For most fans of high school sports in Wallowa County, the name Hadley Miller is synonymous with basketball excellence. The Joseph Charter School senior earned a slot on the 2019-20 1A Old Oregon League basketball honorable mention team, and his drives and lay-ins helped energize the Joseph boy’s trip to the state playoffs this year. In football, Miller earned a reputation as the go-to wide receiver, snagging passes and breaking tackles to help lead the Eagles to the 2019 state playoffs in Madras.

But it’s not basketball or football that makes Miller’s heart sing. It’s rodeo. And it’s rodeo that’s giving him a free ride to college this fall.

Miller grew up in a ranching family that is as much involved with rodeo as it was with cattle. His sister, Haley Miller, was the Chief Joseph Days queen in 2018, his mom, Dena Rynearson Miller was on the CJD court in 1996, and his great-grandmother, Icel Edgemond Miller was the first queen of the Chief Joseph Days Rodeo in 1946. Hadley Miller has rodeo royalty in his heart and in his veins.

“I don’t know when I wasn’t thinking about being part of rodeo,” he said.

Although many rural schools in eastern Oregon have high school rodeo teams, there are none in Wallowa County. To participate in this national high school sport, Miller joined the Eastern Oregon High School Rodeo Club that included about 10 fellow high school students mostly from Union and Baker counties. He was the only Wallowa County participant among them. He found coaching from his mom, Dena Miller, and from Greg Suefer, who won acclaim as a pro roper in the Kansas pro rodeo (KPRA) circuit and now manages the Wallowa County Fairgrounds.

“He’s an athlete and he works hard, He wants to succeed,” Suefer said of Miller. “He’s just got a lot of talent for roping and everything else.”

Miller and his parents and his horse had to travel on their own so Hadley could compete at high school rodeos across the state. “There were some times it seemed like we drove 2,000 miles for one rodeo,” Miller said. “My parents definitely invested an awful lot of time and funds into supporting me.”

HIgh School rodeos are held in Burns, Prineville, St. Helens, Condon, Eugene and Klamath Falls on spring weekends. The distances are vast, the travel dauniting, especially if you have to return to school in Joseph for classes on Monday morning. Still that’s where college coaches come to recruit the next Casey Tibbs, Larry Mahan or Ty Murray.

“You just learn to deal with being tired,” Miller said.

Last year, Hadley placed in tie-down roping, steer wrestling and team roping events. His times and performances earned him seventh place overall in the state last year as a team roping heeler and ninth place overall in steer wrestling in the Oregon High School rodeo championship finals.

But this year, Miller’s senior year, the high school rodeo season was canceled. That meant no opportunity to showcase his talents to coaches from across the nation who would normally be recruiting at those events.

However, Miller had something better than a recruiter.
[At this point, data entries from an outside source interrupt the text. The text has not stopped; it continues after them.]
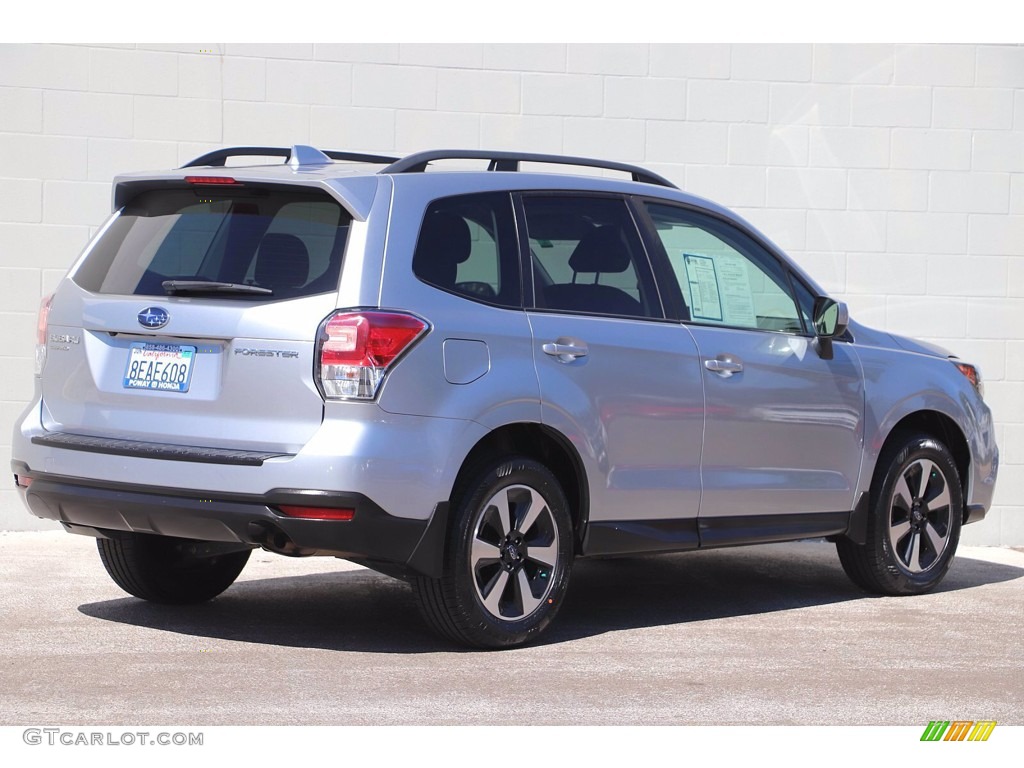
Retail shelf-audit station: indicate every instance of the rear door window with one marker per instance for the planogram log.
(288, 242)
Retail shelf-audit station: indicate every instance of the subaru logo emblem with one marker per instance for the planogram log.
(154, 316)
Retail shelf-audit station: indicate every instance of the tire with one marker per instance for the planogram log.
(507, 566)
(168, 570)
(913, 527)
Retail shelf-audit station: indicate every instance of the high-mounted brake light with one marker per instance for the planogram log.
(210, 180)
(41, 325)
(354, 350)
(973, 375)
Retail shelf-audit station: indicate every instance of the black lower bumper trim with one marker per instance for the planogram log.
(372, 535)
(139, 450)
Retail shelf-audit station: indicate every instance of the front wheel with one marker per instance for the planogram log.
(914, 523)
(507, 566)
(163, 569)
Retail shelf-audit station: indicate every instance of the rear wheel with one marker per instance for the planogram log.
(163, 569)
(507, 567)
(914, 523)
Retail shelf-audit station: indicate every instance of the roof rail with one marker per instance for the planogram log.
(509, 161)
(298, 155)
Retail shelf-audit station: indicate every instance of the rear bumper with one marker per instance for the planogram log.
(373, 536)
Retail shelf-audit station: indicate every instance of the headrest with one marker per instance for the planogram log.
(283, 261)
(444, 243)
(601, 250)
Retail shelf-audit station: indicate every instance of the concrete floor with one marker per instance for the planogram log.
(763, 635)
He had his sister, Haley, who was attending Blue Mountain Community College on a basketball scholarship, She was also rodeoing. Haley put in a few good words for him with BMCC rodeo coach Shawn Eng, who had watched Hadley’s developing talents for years. It added up to a scholarship that covers Miller’s tuition and living expenses for his entire two-year sojourn at BMCC.

“It just seems like a natural place to go,” Miller said.

When he’s not practicing his roping skills, Miller will be studying welding and agricultural business. When he’s competing with the BMCC team he’ll be traveling with them to four regional college rodeos in the spring: Hermiston;, New Plymouth, Idaho; and Walla Wallaby’s and Ellensburg, Wash. And he’d also like to see a high school rodeo established closer to home, maybe in Union or Haines.

Does he envision a post-college career in rodeo?

“Lots of guys do rodeo part time,” Miller said. “I really don’t know what the future holds, but I’d like to continue with rodeo. It’s a big part of my life.”

Will we see his rodeo prowess in Wallowa County anytime soon?

“I’m probably going to enter the steer wrestling at Chief Joseph Days this summer,” he said. “After that, anything’s possible.”